The FOLA parents’ organisation is shocked by the findings.

“I think it is absolutely crazy. It simply cannot be that a child goes to school sick and plays with lots of other children. Then we are faced with the fact that they will infect the whole institution,” said FOLA chair Signe Nielsen.

Pill pushers
At the Børnehuset daycare institution in Silkeborg a meeting was called where parents were implored not to bring their sick children to school.
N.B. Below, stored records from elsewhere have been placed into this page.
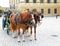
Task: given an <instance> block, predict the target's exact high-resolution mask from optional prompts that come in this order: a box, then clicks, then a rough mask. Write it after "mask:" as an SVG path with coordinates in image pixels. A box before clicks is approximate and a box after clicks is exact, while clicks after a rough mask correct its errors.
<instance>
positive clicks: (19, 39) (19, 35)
mask: <svg viewBox="0 0 60 46" xmlns="http://www.w3.org/2000/svg"><path fill="white" fill-rule="evenodd" d="M18 42H20V30H18Z"/></svg>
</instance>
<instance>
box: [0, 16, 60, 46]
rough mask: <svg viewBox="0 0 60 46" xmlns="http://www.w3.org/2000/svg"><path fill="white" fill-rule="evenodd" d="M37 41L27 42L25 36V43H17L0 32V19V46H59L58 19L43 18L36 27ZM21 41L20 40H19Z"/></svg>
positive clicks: (4, 31)
mask: <svg viewBox="0 0 60 46" xmlns="http://www.w3.org/2000/svg"><path fill="white" fill-rule="evenodd" d="M36 35H37V40H36V41H35V40H34V38H33V39H32V41H29V37H26V36H25V39H26V41H25V42H22V41H21V42H20V43H18V42H17V38H15V39H13V38H12V36H11V35H7V33H6V31H4V30H2V18H0V46H60V17H58V19H56V17H45V18H43V20H42V24H41V25H38V26H37V34H36ZM32 36H33V35H32ZM21 39H22V38H21Z"/></svg>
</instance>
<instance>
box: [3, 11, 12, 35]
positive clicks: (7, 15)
mask: <svg viewBox="0 0 60 46" xmlns="http://www.w3.org/2000/svg"><path fill="white" fill-rule="evenodd" d="M11 13H12V12H11V11H5V12H4V16H3V19H2V28H3V30H4V29H6V30H7V34H8V35H9V24H10V21H9V17H10V14H11Z"/></svg>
At Børnehuset there are fears that parents prefer to pack their kids off with a pill without informing teachers.

“We occasionally have children who that they have had a pill for breakfast,” said headteacher Susanne Bødker. “You might think that it is a Panodil more than a vitamin pill, if it is a child who has just been sick, for example.”

Parents sick and tired
Parents, when confronted, often cite pressure at work as a reason for not being able to stay at home with their children.

Many declare that they simply cannot take another day off, as they are afraid of being fired.

Allan Randrup Thomsen, a professor of virology at KU, has heavily criticised the parents’ actions, describing the current situation as a “vicious circle”.

“It promotes the spread of viruses, and it adds momentum to a cycle where parents are pressured by high levels of sick-leave. If they then choose to send the children to daycare while they are still recovering, they keep the epidemic going in daycares, and this in turn puts a greater burden on the parents.”